How To Automate Backups of MySQL & Postgres Databases To An Amazon S3 Bucket
An important part of proper disaster recovery and preparation processes is the automatic creation of backups of production databases.
As a digital agency, we develop a number of different iPhone, Android and web apps and in each project, we always need to plan for what the backup and recovery scenario would be for each of them.
In this post, I will show you how to automatically backup a MySQL and/or Postgres database (that is hosted on Amazon Ec2) to an S3 bucket hosted on AWS.
For most of the apps we develop, we use RDS to host our databases, which takes care of all of the automated backups for us, however, there are times when we need to self-host a database on an EC2 machine, generally when RDS doesn’t support the specific DB version we are using.
Now there are 2 approaches one could take to set this up:
- take the lazy man’s way out and use an off-the-shelf tool,
- or pull up your proverbial bootstraps, and punch out some bash script to get this done.
Obviously, since I am a masochist and enjoy always taking the long way to a solution, this post is meant to cover the manual approach.
For those of you who just want something to install and not have to manually set up, you should consider AutoMySQLBackup, which supports MySQL and MariaDB databases and can be configured to push .gzipped backup files to an AWS S3 bucket. Sadly though, it only supports MySQL-based databases and will not work for Postgres.
Now that we’ve dispensed with the weak-stomached operators out there, let’s drill into how to quickly and easily set up an automated nightly backup job for a MySQL or Postgres db.

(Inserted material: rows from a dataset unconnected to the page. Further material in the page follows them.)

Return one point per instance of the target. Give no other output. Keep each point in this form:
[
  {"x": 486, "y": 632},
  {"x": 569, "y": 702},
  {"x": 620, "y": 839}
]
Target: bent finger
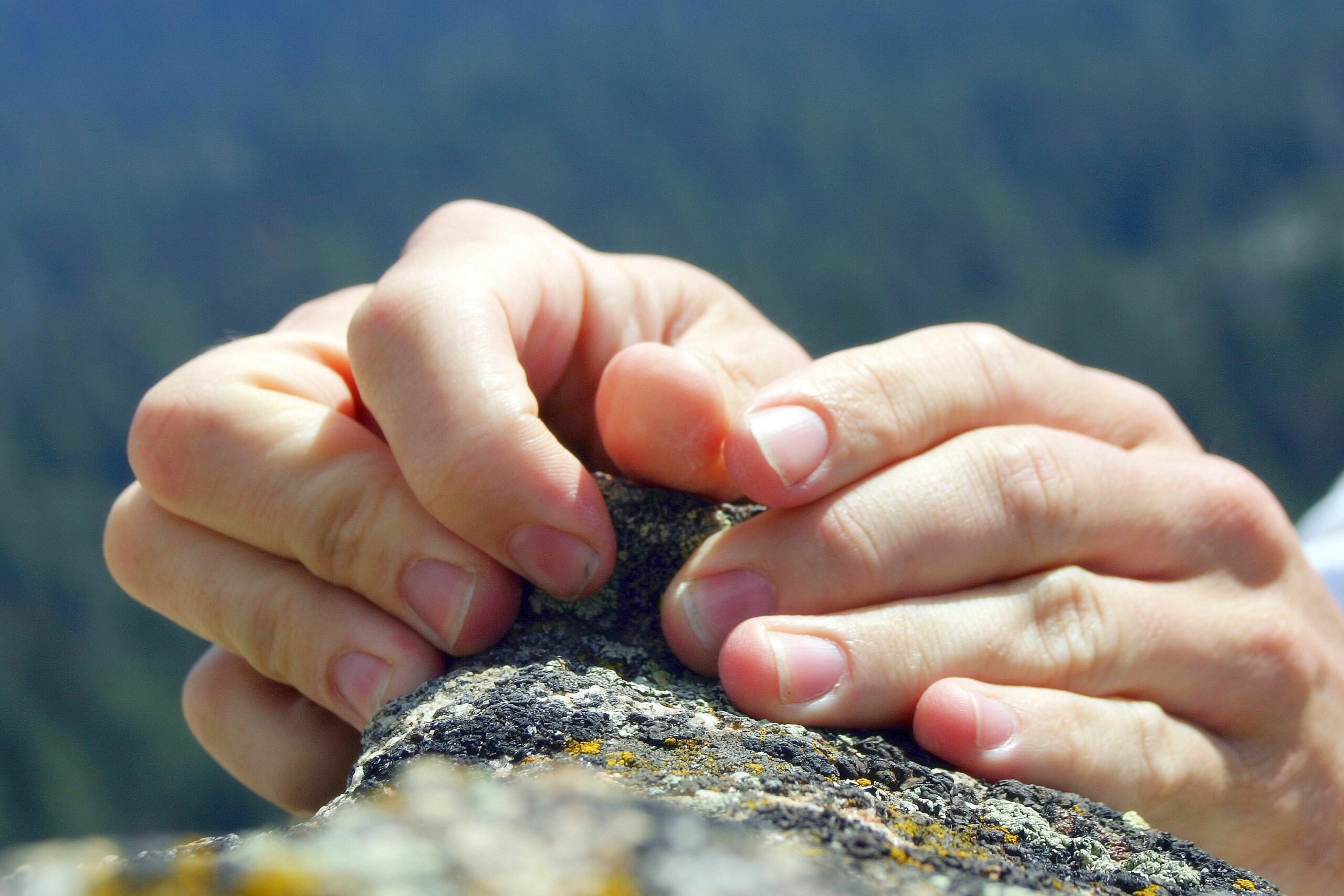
[
  {"x": 454, "y": 352},
  {"x": 275, "y": 741},
  {"x": 1067, "y": 629},
  {"x": 985, "y": 507},
  {"x": 258, "y": 441},
  {"x": 330, "y": 644},
  {"x": 859, "y": 410},
  {"x": 664, "y": 407},
  {"x": 1128, "y": 754}
]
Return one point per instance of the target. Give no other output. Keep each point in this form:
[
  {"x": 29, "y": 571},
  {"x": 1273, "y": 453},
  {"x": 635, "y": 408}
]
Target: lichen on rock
[
  {"x": 593, "y": 683},
  {"x": 694, "y": 797}
]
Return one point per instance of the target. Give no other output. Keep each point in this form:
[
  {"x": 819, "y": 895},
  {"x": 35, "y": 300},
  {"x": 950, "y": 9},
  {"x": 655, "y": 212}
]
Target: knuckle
[
  {"x": 205, "y": 690},
  {"x": 265, "y": 635},
  {"x": 857, "y": 542},
  {"x": 996, "y": 355},
  {"x": 1035, "y": 489},
  {"x": 1158, "y": 762},
  {"x": 475, "y": 219},
  {"x": 1245, "y": 519},
  {"x": 1072, "y": 623},
  {"x": 338, "y": 536},
  {"x": 164, "y": 434},
  {"x": 1151, "y": 405},
  {"x": 1277, "y": 657},
  {"x": 123, "y": 539},
  {"x": 386, "y": 316}
]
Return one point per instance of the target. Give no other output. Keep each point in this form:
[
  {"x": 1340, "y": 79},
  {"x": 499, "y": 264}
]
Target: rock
[{"x": 682, "y": 794}]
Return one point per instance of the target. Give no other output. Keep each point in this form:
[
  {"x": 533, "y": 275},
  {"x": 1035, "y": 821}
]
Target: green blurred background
[{"x": 1156, "y": 187}]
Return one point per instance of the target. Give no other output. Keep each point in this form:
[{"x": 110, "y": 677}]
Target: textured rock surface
[{"x": 592, "y": 684}]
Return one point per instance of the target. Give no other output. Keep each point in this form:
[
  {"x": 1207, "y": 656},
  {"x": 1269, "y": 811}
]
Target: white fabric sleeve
[{"x": 1321, "y": 531}]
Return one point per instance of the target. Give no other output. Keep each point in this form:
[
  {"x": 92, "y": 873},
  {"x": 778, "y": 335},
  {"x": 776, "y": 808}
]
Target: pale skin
[{"x": 1030, "y": 562}]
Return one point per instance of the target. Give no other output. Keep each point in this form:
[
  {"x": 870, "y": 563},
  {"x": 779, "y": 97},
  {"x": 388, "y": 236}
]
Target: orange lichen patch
[
  {"x": 188, "y": 876},
  {"x": 618, "y": 884},
  {"x": 200, "y": 876},
  {"x": 279, "y": 882},
  {"x": 906, "y": 859},
  {"x": 939, "y": 839}
]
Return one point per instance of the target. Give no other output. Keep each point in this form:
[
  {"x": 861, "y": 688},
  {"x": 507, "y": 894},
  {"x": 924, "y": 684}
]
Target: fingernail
[
  {"x": 718, "y": 604},
  {"x": 553, "y": 561},
  {"x": 995, "y": 722},
  {"x": 792, "y": 438},
  {"x": 440, "y": 594},
  {"x": 810, "y": 668},
  {"x": 362, "y": 681}
]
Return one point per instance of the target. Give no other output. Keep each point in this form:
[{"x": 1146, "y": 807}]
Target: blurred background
[{"x": 1155, "y": 187}]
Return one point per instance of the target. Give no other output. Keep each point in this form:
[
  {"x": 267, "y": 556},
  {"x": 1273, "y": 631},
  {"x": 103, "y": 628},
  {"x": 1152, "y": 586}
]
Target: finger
[
  {"x": 331, "y": 645},
  {"x": 258, "y": 441},
  {"x": 1067, "y": 629},
  {"x": 860, "y": 410},
  {"x": 663, "y": 410},
  {"x": 326, "y": 316},
  {"x": 490, "y": 315},
  {"x": 454, "y": 352},
  {"x": 988, "y": 505},
  {"x": 277, "y": 742},
  {"x": 1122, "y": 753}
]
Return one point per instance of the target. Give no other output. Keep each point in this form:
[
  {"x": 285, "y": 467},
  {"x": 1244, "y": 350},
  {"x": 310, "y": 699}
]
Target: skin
[{"x": 1030, "y": 562}]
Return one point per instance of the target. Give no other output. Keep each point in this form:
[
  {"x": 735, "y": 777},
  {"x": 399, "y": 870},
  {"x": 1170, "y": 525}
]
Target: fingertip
[
  {"x": 967, "y": 723},
  {"x": 773, "y": 453},
  {"x": 945, "y": 721},
  {"x": 663, "y": 419},
  {"x": 748, "y": 669},
  {"x": 494, "y": 609},
  {"x": 683, "y": 640}
]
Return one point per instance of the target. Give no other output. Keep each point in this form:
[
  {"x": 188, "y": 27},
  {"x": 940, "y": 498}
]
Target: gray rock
[
  {"x": 600, "y": 766},
  {"x": 594, "y": 684}
]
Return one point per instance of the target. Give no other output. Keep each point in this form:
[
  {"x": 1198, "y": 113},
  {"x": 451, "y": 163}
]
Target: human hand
[
  {"x": 1034, "y": 565},
  {"x": 339, "y": 500}
]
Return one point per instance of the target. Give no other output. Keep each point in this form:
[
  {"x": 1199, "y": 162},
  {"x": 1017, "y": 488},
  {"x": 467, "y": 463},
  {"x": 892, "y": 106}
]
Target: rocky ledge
[{"x": 586, "y": 761}]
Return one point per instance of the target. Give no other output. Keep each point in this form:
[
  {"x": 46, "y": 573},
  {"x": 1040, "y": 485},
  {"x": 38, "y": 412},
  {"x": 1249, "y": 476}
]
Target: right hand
[{"x": 338, "y": 503}]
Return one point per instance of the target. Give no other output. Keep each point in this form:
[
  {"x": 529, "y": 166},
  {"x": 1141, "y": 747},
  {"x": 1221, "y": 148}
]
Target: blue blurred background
[{"x": 1156, "y": 187}]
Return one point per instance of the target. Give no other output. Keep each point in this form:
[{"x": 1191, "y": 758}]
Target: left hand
[{"x": 1037, "y": 566}]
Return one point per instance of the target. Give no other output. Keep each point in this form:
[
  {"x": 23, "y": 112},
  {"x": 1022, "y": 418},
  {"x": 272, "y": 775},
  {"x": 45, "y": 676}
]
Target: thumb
[{"x": 663, "y": 410}]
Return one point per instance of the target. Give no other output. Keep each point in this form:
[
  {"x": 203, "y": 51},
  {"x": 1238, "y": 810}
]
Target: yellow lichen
[
  {"x": 279, "y": 882},
  {"x": 618, "y": 884}
]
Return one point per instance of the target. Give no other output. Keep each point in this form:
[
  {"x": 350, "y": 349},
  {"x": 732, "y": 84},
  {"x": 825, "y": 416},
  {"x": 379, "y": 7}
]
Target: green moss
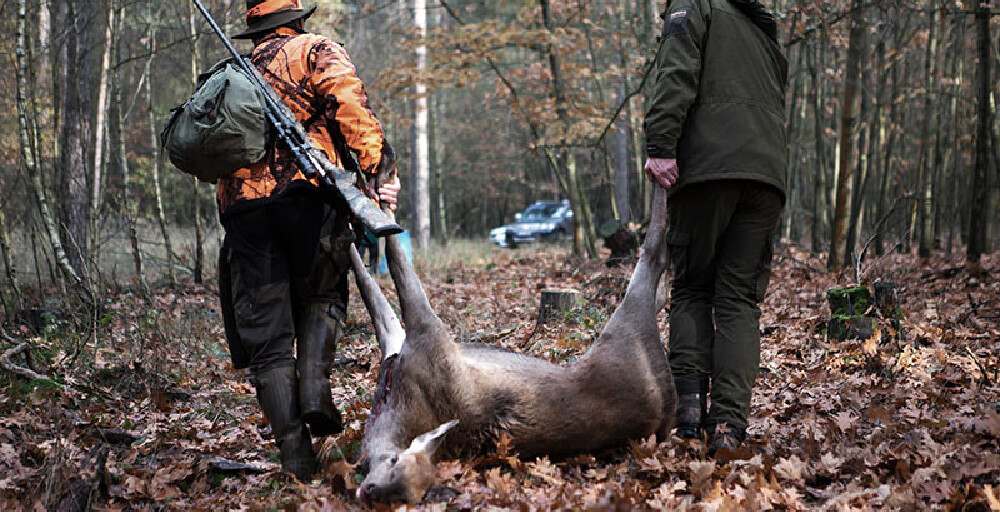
[{"x": 848, "y": 302}]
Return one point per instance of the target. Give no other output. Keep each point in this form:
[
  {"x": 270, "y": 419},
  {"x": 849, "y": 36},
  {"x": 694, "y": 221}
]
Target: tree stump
[
  {"x": 887, "y": 300},
  {"x": 849, "y": 308},
  {"x": 555, "y": 302}
]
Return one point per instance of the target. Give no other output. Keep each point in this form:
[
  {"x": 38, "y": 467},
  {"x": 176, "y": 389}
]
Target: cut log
[
  {"x": 887, "y": 300},
  {"x": 556, "y": 302},
  {"x": 851, "y": 327},
  {"x": 853, "y": 301},
  {"x": 849, "y": 309}
]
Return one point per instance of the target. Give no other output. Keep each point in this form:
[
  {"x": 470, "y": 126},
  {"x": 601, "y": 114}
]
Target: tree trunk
[
  {"x": 10, "y": 267},
  {"x": 792, "y": 174},
  {"x": 819, "y": 206},
  {"x": 127, "y": 200},
  {"x": 958, "y": 71},
  {"x": 100, "y": 133},
  {"x": 979, "y": 191},
  {"x": 157, "y": 158},
  {"x": 73, "y": 179},
  {"x": 437, "y": 158},
  {"x": 421, "y": 142},
  {"x": 29, "y": 159},
  {"x": 924, "y": 226},
  {"x": 585, "y": 239},
  {"x": 847, "y": 119},
  {"x": 623, "y": 171}
]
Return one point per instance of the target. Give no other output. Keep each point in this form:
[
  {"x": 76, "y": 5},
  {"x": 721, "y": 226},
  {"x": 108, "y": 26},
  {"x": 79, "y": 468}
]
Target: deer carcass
[{"x": 430, "y": 386}]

In this example, I will be walking through the steps I took to automate the backup process for the Blue Label Labs corporate site that runs on a Bitnami-powered, WordPress EC2 instance in AWS>that hosts the website you are reading this on.
Prerequisites
- An AWS account (duh).
- This tutorial assumes your MySQL or Postgres database is running on an EC2 machine running some flavor of Linux. If your database is hosted on RDS, then stop right now, close the browser window and go out for a beer. Amazon already does automatic nightly snapshots of your RDS instance.
- MySQL:
- Ensure that the mysqldump utility is installed on your server.
- Create a .my.cnf file within the home directory to hold the credentials for the database.
- Postgres:
- Ensure that the pg_dump utility is installed on your server.
- Create a .pgpass file in the home directory with the credentials for the database.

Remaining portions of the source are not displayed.